The property owner is, of course. It is the responsibility of the Property Management Company to always make decisions in the best interest of the owner of the managed property. A critical part of this is to ensure that the property is legally compliant with all local tenant/landlord laws. Tenants have rights and property managers must protect their property owners by ensuring that they comply with those legal rights at all times. A property manager should engage in ongoing real estate education to keep up to date with changing legislation.
A good property management company will be helpful to the tenants wherever it can, but it must beware of letting go of its business goals in favor of its manager/tenant relationship. Renters are not your customers. Renters are the customers of the property owner and you are obligated to secure good tenant-customers for your owner-customers. Sometimes, in an admirable effort to reduce vacancies and keep tenants happy, property managers inadvertently closely guard their friendly relationship with a tenant and become hesitant to protect the property owner. On those occasions these undesirable situations may occur:
Violations of lease provisions (sometimes because the manager mistakenly believes it is minor in a bigger picture)
Delaying rent collection
Delaying enforcing lease provisions relating to tenant upkeep of the property
Delaying beginning a necessary eviction process
Overspending on repairs
Undertaking unnecessary repairs or items of a merely cosmetic nature
Permitting a tenant to choose a repair professional
Permitting a tenant to undertake repairs to the property
Trusting a prospective tenant’s statements about their background or credit, over proper checks of their credit and background
Property managers owe a legal and fiduciary duty to their property owner clients. Property owners owe a legal obligation to their tenants. Property managers are the agents entrusted with that legal obligation, and if they are diligent in their legal and fiduciary duty to their property owners, they will also be effective in helping to manage their owners’ legal obligations to the tenants.

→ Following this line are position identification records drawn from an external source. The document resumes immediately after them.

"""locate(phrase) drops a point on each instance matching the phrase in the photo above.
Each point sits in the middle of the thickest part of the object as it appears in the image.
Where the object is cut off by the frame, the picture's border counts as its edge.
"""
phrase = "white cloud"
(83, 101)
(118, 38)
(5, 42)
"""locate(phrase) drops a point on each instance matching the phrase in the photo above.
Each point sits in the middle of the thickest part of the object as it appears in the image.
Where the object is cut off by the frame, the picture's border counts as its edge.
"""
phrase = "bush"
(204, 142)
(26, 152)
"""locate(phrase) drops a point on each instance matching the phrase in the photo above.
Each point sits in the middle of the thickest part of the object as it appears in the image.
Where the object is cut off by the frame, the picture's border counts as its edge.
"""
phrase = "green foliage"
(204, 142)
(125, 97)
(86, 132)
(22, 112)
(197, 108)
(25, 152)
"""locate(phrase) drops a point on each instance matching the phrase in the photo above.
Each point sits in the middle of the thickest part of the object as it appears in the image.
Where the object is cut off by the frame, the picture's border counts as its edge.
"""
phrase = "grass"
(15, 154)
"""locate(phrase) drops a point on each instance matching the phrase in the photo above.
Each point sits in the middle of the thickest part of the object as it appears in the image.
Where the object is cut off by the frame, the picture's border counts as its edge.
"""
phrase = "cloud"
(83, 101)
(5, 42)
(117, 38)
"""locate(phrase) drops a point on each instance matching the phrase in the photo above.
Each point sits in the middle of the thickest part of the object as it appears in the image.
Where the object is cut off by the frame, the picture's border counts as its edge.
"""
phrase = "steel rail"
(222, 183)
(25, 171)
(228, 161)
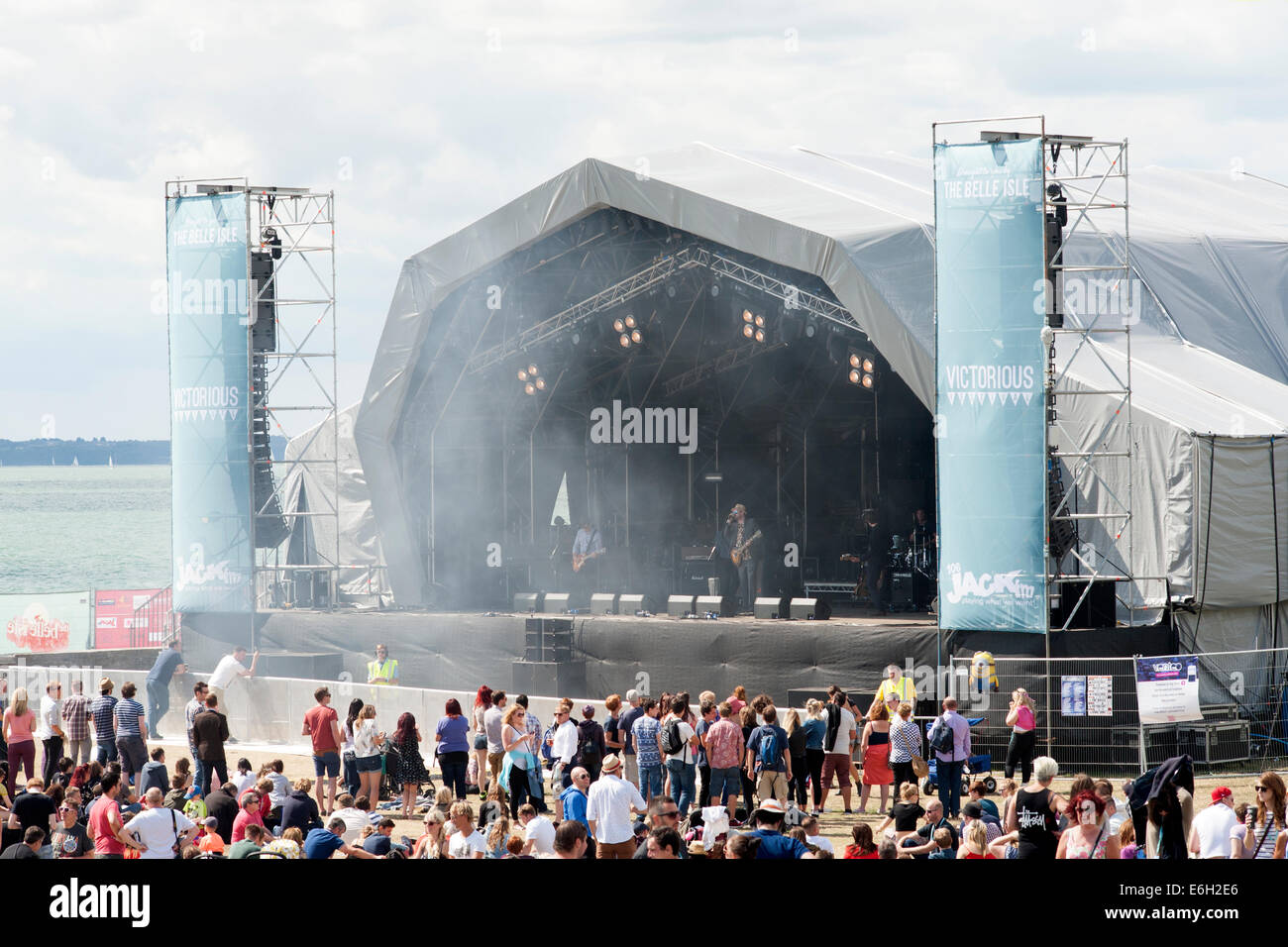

Owners should hire well-qualified property managers so as to minimize their legal exposure. Property managers should always know and follow local regulations and laws regarding tenants, and regarding their legal, fiduciary duty to their property owners. Owners are paying property managers for their services. Therefore, property owners are the clients of the property manager. Tenants are paying the owners. Therefore, tenants are the clients of the property owner.